Summary — HCR 4 (Idaho, 2025)

Title: A concurrent resolution stating findings and providing that individual legislative members may donate all or a portion of their compensation to the Tax Relief Fund

Main purpose

HCR 4 is a concurrent resolution recognizing recent increases in legislator compensation and expressly allowing individual members of the Idaho Legislature to voluntarily donate all or part of their legislative pay to the Tax Relief Fund (Idaho Code §57‑811). It does not change compensation levels or the constitutional process that sets those levels.

Key provisions

  • States factual findings about legislative compensation, including:
    • The Citizens' Committee on Legislative Compensation set legislative base pay at $25,000 per year for the period December 1, 2024 – November 30, 2026 (motion approved November 6, 2024).
    • The prior base salary for December 1, 2023 – November 30, 2024 was $19,913; the new base represents an increase of $4,432 (about 26%).
    • Leadership positions (President Pro Tempore, Speaker, Majority/Minority Leaders) receive an additional $500 per year under the committee’s motion.
    • Contextual comparisons to other state salaries and inflation-adjusted purchasing power are provided.
  • Declares that legislators who consider themselves overcompensated "may donate all or a portion of their legislative compensation" to the Tax Relief Fund (section 57‑811, Idaho Code).
  • Reiterates that the Citizens' Committee on Legislative Compensation is constitutionally authorized (Article III, §23) to set compensation; the resolution does not alter that authority.

Who is affected

  • Primary: Individual members of the Idaho Legislature — the resolution permits (but does not require) them to direct some or all of their compensation to the Tax Relief Fund.
  • Secondary: Idaho taxpayers and public education financing — donated monies increase the Tax Relief Fund; any excess balance in that fund is distributed to the School District Facilities Fund and used to reduce property taxes.

Fiscal and legal impact

  • Fiscal note: No fiscal impact to state or local governments is required by passage. The resolution itself creates no new program or mandatory expenditure.
  • If legislators donate pay, receipts to the Tax Relief Fund would increase correspondingly; any excess funds are transferred to the School District Facilities Fund to reduce property taxes.
  • The resolution is voluntary and symbolic in nature; it does not change statutory or constitutional compensation-setting processes.

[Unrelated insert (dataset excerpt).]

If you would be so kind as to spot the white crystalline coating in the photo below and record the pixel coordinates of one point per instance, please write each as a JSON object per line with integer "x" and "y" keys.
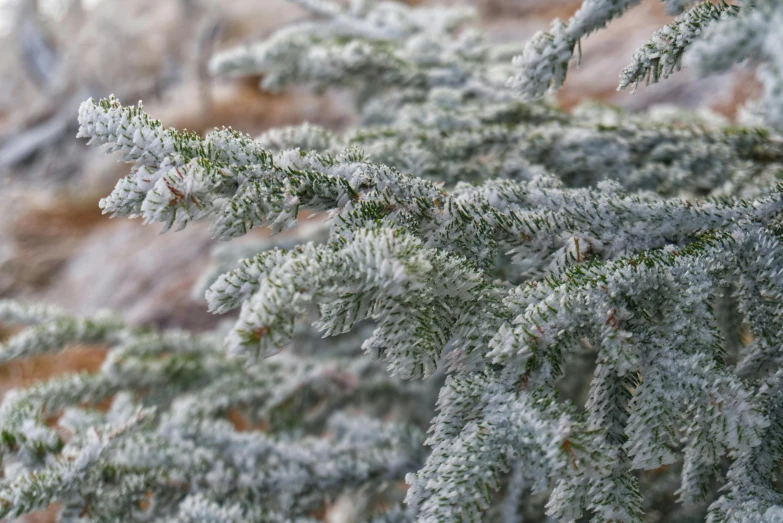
{"x": 662, "y": 55}
{"x": 511, "y": 253}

Procedural / timeline notes

  • Introduced in the 2025 legislative session (document identifies introduction activity beginning January 2025).
  • Identifies the Citizens' Committee action date (November 6, 2024) and the compensation period (Dec 1, 2024 – Nov 30, 2026).
  • Sponsors and contacts listed in the record include Representative Todd Huston (author) and committee references; fiscal-note contacts include Representatives Jason A. Monks and Mike Moyle.
  • Because HCR 4 is a concurrent resolution, it expresses the legislature’s position and provides authorization for voluntary donations by legislators rather than creating a statute that changes compensation procedures.

Bottom line: HCR 4 permits Idaho legislators, on a voluntary basis, to redirect part or all of their legislator pay into the Tax Relief Fund to benefit taxpayers (and potentially lower property taxes if excess funds are transferred to the School District Facilities Fund). It does not alter how compensation is set.

Compiled from official sources — confirm details with the bill’s official record.